Closed alberttwong closed 8 months ago
Download sample data
wget https://github.com/datacharmer/test_db/releases/download/v1.0.7/test_db-1.0.7.tar.gz
atwong@Albert-CelerData sandbox % gunzip test_db-1.0.7.tar.gz
atwong@Albert-CelerData sandbox % tar xvf test_db-1.0.7.tar
x test_db/Changelog
x test_db/README.md
x test_db/employees.sql
x test_db/employees_partitioned.sql
x test_db/employees_partitioned_5.1.sql
x test_db/images/employees.gif
x test_db/images/employees.jpg
x test_db/images/employees.png
x test_db/load_departments.dump
x test_db/load_dept_emp.dump
x test_db/load_dept_manager.dump
x test_db/load_employees.dump
x test_db/load_salaries1.dump
x test_db/load_salaries2.dump
x test_db/load_salaries3.dump
x test_db/load_titles.dump
x test_db/objects.sql
x test_db/sakila/README.md
x test_db/sakila/sakila-mv-data.sql
x test_db/sakila/sakila-mv-schema.sql
x test_db/show_elapsed.sql
x test_db/sql_test.sh
x test_db/test_employees_md5.sql
x test_db/test_employees_sha.sql
x test_db/test_versions.sh
Source database data load
docker run --rm -p 9030:9030 -p 8030:8030 -p 8040:8040 -it starrocks/allin1-ubuntu
docker container run -d --name=LocalMySQLDB -p 3306:3306 -e MYSQL_ROOT_PASSWORD=password mysql
mysql -P 3306 -h 127.0.0.1 -u root -p --prompt="mysql > " < ./employees.sql
Target database setup
atwong@Albert-CelerData ~ % mysql -P 9030 -h 127.0.0.1 -u root --prompt="StarRocks > "
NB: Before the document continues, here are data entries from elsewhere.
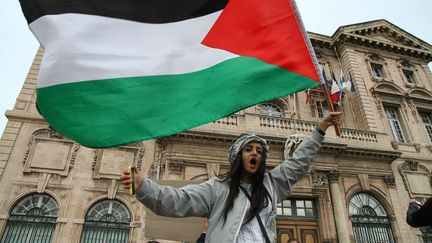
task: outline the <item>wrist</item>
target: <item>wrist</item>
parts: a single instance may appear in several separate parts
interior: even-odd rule
[[[135,185],[135,190],[136,191],[138,191],[140,188],[141,188],[141,186],[142,186],[142,184],[143,184],[143,179],[142,178],[140,178],[138,181],[137,181],[137,183],[136,183],[136,185]]]
[[[315,131],[317,131],[322,136],[325,136],[325,131],[320,126],[316,127]]]
[[[318,128],[321,129],[324,133],[327,131],[327,128],[330,126],[330,124],[327,124],[326,122],[320,122],[318,124]]]

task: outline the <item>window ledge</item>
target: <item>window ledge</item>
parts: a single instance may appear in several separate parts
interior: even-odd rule
[[[391,141],[391,145],[397,151],[419,153],[421,150],[421,145],[419,143],[402,143],[397,141]]]

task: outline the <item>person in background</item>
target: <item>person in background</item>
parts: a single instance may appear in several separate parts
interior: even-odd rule
[[[289,239],[287,243],[300,243],[296,238]]]
[[[413,200],[408,205],[406,222],[414,228],[432,226],[432,197]]]

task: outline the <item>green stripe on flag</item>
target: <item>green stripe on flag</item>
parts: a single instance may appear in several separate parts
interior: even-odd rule
[[[238,57],[187,74],[39,88],[37,105],[62,135],[103,148],[176,134],[317,85],[278,66]]]

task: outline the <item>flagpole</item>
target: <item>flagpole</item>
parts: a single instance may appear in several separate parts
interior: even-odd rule
[[[351,71],[348,70],[348,74],[349,74],[349,80],[351,81],[351,89],[352,89],[352,82],[353,82],[353,79],[352,79],[352,76],[351,76]],[[348,93],[348,92],[347,92],[347,93]],[[352,90],[349,92],[349,97],[350,97],[350,102],[349,102],[349,104],[350,104],[351,113],[353,114],[354,120],[357,121],[356,114],[355,114],[355,112],[354,112],[354,110],[353,110],[353,107],[352,107],[352,104],[351,104],[351,99],[353,99],[351,93],[352,93]],[[355,122],[355,124],[356,124],[356,129],[357,129],[357,128],[358,128],[358,126],[357,126],[357,122]]]
[[[339,54],[338,54],[338,52],[337,52],[336,46],[333,46],[333,50],[334,50],[334,52],[335,52],[336,58],[337,58],[338,63],[339,63],[340,72],[341,72],[342,75],[343,75],[342,63],[341,63],[341,61],[340,61]],[[340,82],[340,78],[339,78],[339,82]],[[344,81],[344,82],[345,82],[345,81]],[[342,87],[341,92],[342,92],[342,95],[343,95],[343,92],[344,92],[343,87]],[[345,93],[346,93],[346,95],[348,95],[348,92],[345,92]],[[341,99],[342,99],[342,97],[343,97],[343,96],[341,96]],[[340,102],[340,103],[341,103],[341,112],[342,112],[341,115],[345,118],[345,122],[347,122],[347,120],[346,120],[346,116],[344,116],[344,112],[343,112],[343,103],[342,103],[342,102],[343,102],[343,100],[341,100],[341,102]],[[350,107],[351,113],[354,113],[354,112],[353,112],[353,109],[352,109],[351,102],[348,101],[348,105],[349,105],[349,107]],[[354,117],[355,117],[355,115],[354,115]]]
[[[322,85],[322,84],[321,84]],[[321,108],[321,112],[323,113],[323,115],[324,115],[324,107],[323,107],[323,105],[322,105],[322,98],[321,98],[321,92],[318,90],[318,100],[319,100],[319,102],[318,102],[318,104],[319,104],[319,108]],[[318,107],[317,107],[317,111],[318,111]],[[319,115],[318,115],[318,117],[319,117]]]
[[[320,76],[322,79],[324,79],[323,77],[322,77],[322,74],[321,74],[321,76]],[[331,100],[330,100],[330,95],[329,95],[329,92],[328,92],[328,90],[327,90],[327,85],[324,83],[324,95],[325,95],[325,98],[326,98],[326,101],[327,101],[327,106],[329,107],[329,109],[330,109],[330,112],[334,112],[335,110],[334,110],[334,107],[333,107],[333,103],[331,102]],[[336,136],[338,136],[338,137],[340,137],[340,128],[339,128],[339,124],[334,124],[334,129],[335,129],[335,132],[336,132]]]
[[[330,94],[328,92],[328,88],[327,88],[327,78],[326,78],[326,74],[325,74],[325,67],[321,67],[321,72],[318,74],[318,77],[320,78],[321,84],[324,86],[323,91],[324,91],[324,96],[325,99],[327,101],[327,106],[329,107],[330,112],[334,112],[334,107],[333,107],[333,103],[331,102],[331,98],[330,98]],[[338,137],[340,137],[340,129],[339,129],[339,125],[334,124],[334,129],[336,132],[336,135]]]

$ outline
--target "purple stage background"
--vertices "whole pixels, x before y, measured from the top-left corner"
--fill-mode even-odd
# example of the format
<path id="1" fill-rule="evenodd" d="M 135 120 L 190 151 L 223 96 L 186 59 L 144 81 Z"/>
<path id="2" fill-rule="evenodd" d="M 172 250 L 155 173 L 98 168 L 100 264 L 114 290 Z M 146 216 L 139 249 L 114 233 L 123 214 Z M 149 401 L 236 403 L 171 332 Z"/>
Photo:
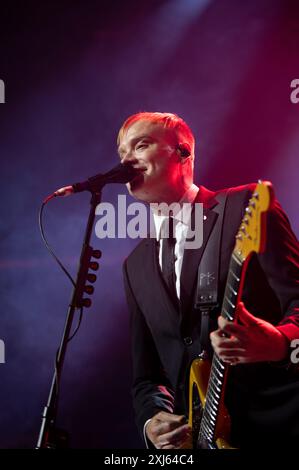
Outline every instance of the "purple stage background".
<path id="1" fill-rule="evenodd" d="M 197 138 L 196 183 L 273 182 L 298 217 L 299 7 L 288 0 L 10 2 L 0 6 L 0 447 L 33 448 L 71 285 L 45 250 L 38 209 L 53 190 L 117 163 L 130 114 L 181 115 Z M 106 188 L 115 203 L 120 185 Z M 72 273 L 89 196 L 46 207 L 48 239 Z M 71 342 L 58 423 L 73 448 L 142 446 L 131 408 L 121 265 L 137 242 L 98 240 L 93 305 Z"/>

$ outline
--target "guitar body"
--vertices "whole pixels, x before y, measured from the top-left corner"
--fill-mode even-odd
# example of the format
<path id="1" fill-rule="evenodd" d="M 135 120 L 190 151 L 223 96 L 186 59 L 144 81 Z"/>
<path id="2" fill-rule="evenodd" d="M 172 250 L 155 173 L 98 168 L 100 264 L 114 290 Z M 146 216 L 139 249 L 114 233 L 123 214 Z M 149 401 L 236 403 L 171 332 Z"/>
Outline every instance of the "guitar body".
<path id="1" fill-rule="evenodd" d="M 198 439 L 199 428 L 202 414 L 205 407 L 208 382 L 211 372 L 211 362 L 204 357 L 194 359 L 190 368 L 189 376 L 189 421 L 192 428 L 193 448 L 200 449 L 232 449 L 229 445 L 230 436 L 230 416 L 221 400 L 217 425 L 215 431 L 215 440 L 213 443 L 204 438 Z"/>

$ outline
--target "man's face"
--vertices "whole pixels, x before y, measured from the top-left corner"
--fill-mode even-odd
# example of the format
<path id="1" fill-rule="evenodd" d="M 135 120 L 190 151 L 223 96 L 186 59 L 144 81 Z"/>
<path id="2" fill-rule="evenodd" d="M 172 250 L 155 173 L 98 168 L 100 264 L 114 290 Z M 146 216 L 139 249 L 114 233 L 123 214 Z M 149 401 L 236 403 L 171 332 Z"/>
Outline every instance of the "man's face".
<path id="1" fill-rule="evenodd" d="M 161 124 L 137 121 L 124 134 L 119 144 L 123 163 L 129 163 L 140 174 L 127 184 L 129 193 L 147 202 L 168 202 L 181 184 L 181 163 L 176 152 L 175 132 Z"/>

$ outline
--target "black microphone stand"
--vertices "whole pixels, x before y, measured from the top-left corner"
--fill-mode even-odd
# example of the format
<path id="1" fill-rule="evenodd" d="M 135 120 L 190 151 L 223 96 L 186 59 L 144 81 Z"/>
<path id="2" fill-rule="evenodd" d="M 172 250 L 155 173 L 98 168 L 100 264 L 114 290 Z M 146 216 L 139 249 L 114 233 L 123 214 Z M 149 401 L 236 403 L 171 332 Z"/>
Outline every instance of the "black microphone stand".
<path id="1" fill-rule="evenodd" d="M 63 430 L 56 428 L 56 415 L 59 393 L 58 388 L 75 310 L 91 306 L 90 298 L 83 298 L 83 295 L 84 293 L 91 295 L 94 291 L 93 286 L 86 285 L 87 281 L 95 282 L 96 280 L 96 275 L 93 273 L 89 273 L 89 269 L 96 271 L 99 267 L 99 264 L 95 261 L 91 261 L 91 258 L 98 259 L 101 257 L 101 251 L 93 250 L 93 248 L 89 244 L 94 225 L 95 209 L 100 202 L 101 188 L 97 188 L 96 191 L 92 191 L 90 201 L 90 212 L 81 250 L 77 279 L 73 289 L 71 302 L 68 308 L 61 343 L 57 352 L 56 367 L 54 370 L 47 405 L 44 407 L 42 414 L 42 423 L 36 449 L 57 449 L 66 448 L 68 446 L 67 433 Z"/>
<path id="2" fill-rule="evenodd" d="M 66 354 L 67 343 L 69 341 L 72 323 L 76 309 L 83 309 L 84 307 L 91 306 L 90 298 L 83 298 L 84 293 L 89 295 L 93 294 L 94 287 L 86 285 L 86 281 L 95 282 L 96 275 L 89 273 L 89 269 L 96 271 L 99 268 L 99 263 L 91 261 L 91 258 L 99 259 L 102 255 L 100 250 L 94 250 L 90 245 L 90 237 L 95 219 L 95 210 L 97 205 L 101 202 L 102 188 L 108 183 L 127 183 L 138 175 L 138 170 L 134 169 L 129 164 L 118 164 L 107 173 L 98 174 L 81 183 L 75 183 L 70 192 L 90 191 L 91 193 L 91 207 L 87 221 L 87 227 L 83 240 L 81 250 L 79 268 L 77 279 L 74 285 L 71 302 L 68 308 L 67 317 L 64 325 L 64 331 L 61 343 L 57 352 L 55 370 L 52 379 L 52 385 L 48 397 L 47 405 L 44 407 L 42 414 L 42 423 L 39 433 L 36 449 L 57 449 L 66 448 L 68 446 L 68 435 L 65 431 L 56 427 L 56 415 L 58 407 L 58 394 L 61 372 Z M 66 188 L 63 188 L 66 189 Z M 62 191 L 60 195 L 63 195 Z M 58 191 L 59 193 L 59 191 Z M 59 195 L 53 193 L 44 201 L 46 204 L 50 199 Z"/>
Welcome to the MySQL monitor. Commands end with ; or \g.
Your MySQL connection id is 14
Server version: 5.1.0 3.2.2-269e832
Copyright (c) 2000, 2024, Oracle and/or its affiliates.
Oracle is a registered trademark of Oracle Corporation and/or its
affiliates. Other names may be trademarks of their respective
owners.
Type 'help;' or '\h' for help. Type '\c' to clear the current input statement.
StarRocks > create database albert;
Query OK, 0 rows affected (0.02 sec)
Sling setup
atwong@Albert-CelerData test_db % sling conns set MYSQLLOCAL url=mysql://root:password@localhost:3306/employees
5:01PM INF connection `MYSQLLOCAL` has been set in /Users/atwong/.sling/env.yaml. Please test with `sling conns test MYSQLLOCAL`
atwong@Albert-CelerData test_db % sling conns test MYSQLLOCAL
5:01PM INF success!
atwong@Albert-CelerData Downloads % sling conns set STARROCKSLOCAL url=starrocks://root:@localhost:9030/albert
11:55AM INF connection `STARROCKSLOCAL` has been set in /Users/atwong/.sling/env.yaml. Please test with `sling conns test STARROCKSLOCAL`
atwong@Albert-CelerData Downloads % sling conns test STARROCKSLOCAL
11:55AM INF success!
Sling execution
atwong@Albert-CelerData test_db % sling run --src-conn MYSQLLOCAL --src-stream employees.employees --tgt-conn STARROCKSLOCAL --tgt-object albert.employees --tgt-options '{ table_keys: { primary: [ emp_no ], hash: [ emp_no ] } }'
postgres example
Download sample data
atwong@Albert-CelerData sandbox % wget https://www.postgresqltutorial.com/wp-content/uploads/2019/05/dvdrental.zip
--2024-02-07 17:44:55-- https://www.postgresqltutorial.com/wp-content/uploads/2019/05/dvdrental.zip
Resolving www.postgresqltutorial.com (www.postgresqltutorial.com)... 104.21.2.174, 172.67.129.129
Connecting to www.postgresqltutorial.com (www.postgresqltutorial.com)|104.21.2.174|:443... connected.
HTTP request sent, awaiting response... 200 OK
Length: 550906 (538K) [application/zip]
Saving to: ‘dvdrental.zip’
dvdrental.zip 100%[=============================================================================================================>] 537.99K --.-KB/s in 0.03s
2024-02-07 17:44:55 (19.6 MB/s) - ‘dvdrental.zip’ saved [550906/550906]
Source database data load
atwong@Albert-CelerData dvdrental % docker run -itd -e POSTGRES_USER=postgres -e POSTGRES_PASSWORD=postgres -p 5432:5432 --name postgresql postgres:latest
1f64e50aefb2cabf0d34b592226ac8950e1adb422021629e97069b775d0f45b8
atwong@Albert-CelerData dvdrental % PGPASSWORD=postgres psql -U postgres -h localhost
psql (14.10 (Homebrew), server 16.1 (Debian 16.1-1.pgdg120+1))
WARNING: psql major version 14, server major version 16.
Some psql features might not work.
Type "help" for help.
postgres=# create database dvdrental;
CREATE DATABASE
postgres=# exit
atwong@Albert-CelerData dvdrental % pg_restore -U postgres -d dvdrental -h localhost ./dvdrental.tar
Password:
atwong@Albert-CelerData dvdrental % PGPASSWORD=postgres psql -U postgres -h localhost
psql (14.10 (Homebrew), server 16.1 (Debian 16.1-1.pgdg120+1))
WARNING: psql major version 14, server major version 16.
Some psql features might not work.
Type "help" for help.
postgres=# \c dvdrental
psql (14.10 (Homebrew), server 16.1 (Debian 16.1-1.pgdg120+1))
WARNING: psql major version 14, server major version 16.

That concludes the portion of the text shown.